На поверхности воды показалось лицо Дарёны. Но шепот был всё тот же – шелестящий, безликий:
– На что мне твой кошелек? Я попрошу самую для тебя дорогую вещь. Ту, с которой ты семь лет не расстаешься. Брось в воду нож. Скажу, где искать твою невесту.
Лишь мгновение помедлил Званко. Не потому даже, что нож был давним подарком дядьки Молчана, а еще и потому, что больше не было у него с собою ничего железного, а железо – первая оборона почти от всякой нежити.
А затем парень выхватил из ножен нож и швырнул в воду.
– Так нужна тебе девушка, что ради нее ты без защиты остался? Что ж, тогда ищи ее на заброшенной мельнице, – шепнула блазня. И лицо Дарёны на воде растаяло.
Зван не стал глядеть, что появится вместо девичьего личика. Он принялся карабкаться вверх по склону. Поверху он дойдет быстрее.
Т еребиха вела Незвану лесом, стараясь пока держаться как можно дальше от Гремячей.
– Лес видит, поле слышит, а река на сто языков болтает, – сухо объяснила старуха. – Дальше пойдем – ближе выйдем.
Незвана не спорила. Конечно, она торопилась к Дарёне, но наверняка старая травница знала эти места лучше, чем Незвана, которая редко выбиралась за стену Звенца. К заброшенной мельнице старуха ее выведет. Пусть только попробует не вывести!
Но если Теребиха боится водяного – что ж, правильно осторожничает. Голова – не ставень, на место не приставишь!
– Уже начинает смеркаться, скоро стемнеет…
Если услышишь, что кто-то тебя окликает, не вздумай отзываться, – напомнила колдунья. – Знаешь ведь сама, какие сейчас дни…
«Русальная неделя», – сказала себе Незвана, но вслух этого не произнесла. Незачем среди леса говорить о тех, кому скоро уходить на речное дно – а сейчас им недолгая воля бегать по лесу, карабкаться по деревьям, мять в полях пшеницу, заглядывать по ночам в деревни. И губить случайных путников…
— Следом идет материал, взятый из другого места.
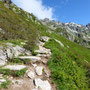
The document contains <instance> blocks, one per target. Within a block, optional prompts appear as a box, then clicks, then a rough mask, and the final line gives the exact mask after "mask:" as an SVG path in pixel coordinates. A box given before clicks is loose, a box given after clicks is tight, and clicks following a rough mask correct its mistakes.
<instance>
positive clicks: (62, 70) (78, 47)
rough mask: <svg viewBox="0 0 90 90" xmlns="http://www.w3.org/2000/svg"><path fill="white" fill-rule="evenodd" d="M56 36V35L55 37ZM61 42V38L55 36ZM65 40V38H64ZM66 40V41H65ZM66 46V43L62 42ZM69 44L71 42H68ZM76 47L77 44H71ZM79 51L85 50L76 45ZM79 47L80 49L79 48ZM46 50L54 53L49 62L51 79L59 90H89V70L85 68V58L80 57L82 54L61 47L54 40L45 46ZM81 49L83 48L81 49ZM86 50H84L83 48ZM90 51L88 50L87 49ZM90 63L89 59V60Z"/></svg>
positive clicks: (59, 37) (49, 67) (54, 37)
Говорить нельзя, но думать-то можно?
Можно или нельзя, а в голову упорно лезет рассказ заморского купца – дескать, в их землях у морских русалок вместо ног хвосты. Странно как-то… выходит, тамошние водяницы и на берег не выходят, только в волнах барахтаются? Стало быть, они страшны только для корабельщиков?..
То ли мысли тоже слышны всякой нежити, то ли просто такой неудачный вечер выпал, но только услышали Теребиха и Незвана звонкий смех неподалеку. И тут же с другой стороны ему откликнулся такой же веселый смех.
Путницы переглянулись, покрепче перехватили стебли полыни.
Раздвинулись кусты шиповника. Путницы сначала увидели две тощие белые руки, которые легко развели колючие ветви, и только потом – лицо, тоже серовато-белое, в обрамлении грязно-зеленых распущенных волос.